Effects of counterion size on the attraction between similarly charged surfaces

Abstract

Interaction between similarly charged surfaces can be attractive at high electrostatic coupling constants Ξ = l_BZ²/μ_GC, where l_B is the Bjerrum length, μ_GC the Gouy–Chapman length, and Z the valency of counterions. While this effect has been studied previously in detail, as a function of surface charge density and valency of the pointlike counterions, much less is known about the effect of counterion size. We apply the Wang–Landau sampling Monte Carlo (MC) simulation method to compute the free energy F as a function of the scaled distance between the plates D̃ = D/μ_GC for a range of Ξ and scaled counterion radii R̃ = R/μ_GC. We find that for large Ξ and small ion radius, there is a global equilibrium distance D̃=D̃(eq)=2(1+R̃), correctly giving the expected value at the point counterion limit.

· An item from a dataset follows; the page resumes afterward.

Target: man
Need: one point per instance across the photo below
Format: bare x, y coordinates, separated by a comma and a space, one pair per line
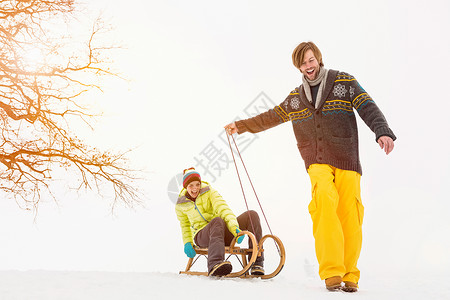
322, 114
206, 219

With increasing R̃ the global minimum in F(D̃) changes to a metastable state and finally this minimum vanishes when R̃ reaches a critical value, which depends on Ξ. We present a state diagram indicating approximate boundaries between these three regimes. The Wang–Landau MC method, as it is applied here, offers a possibility to study a wide spectrum of extended problems, which cannot be treated by the use of contact value theorem.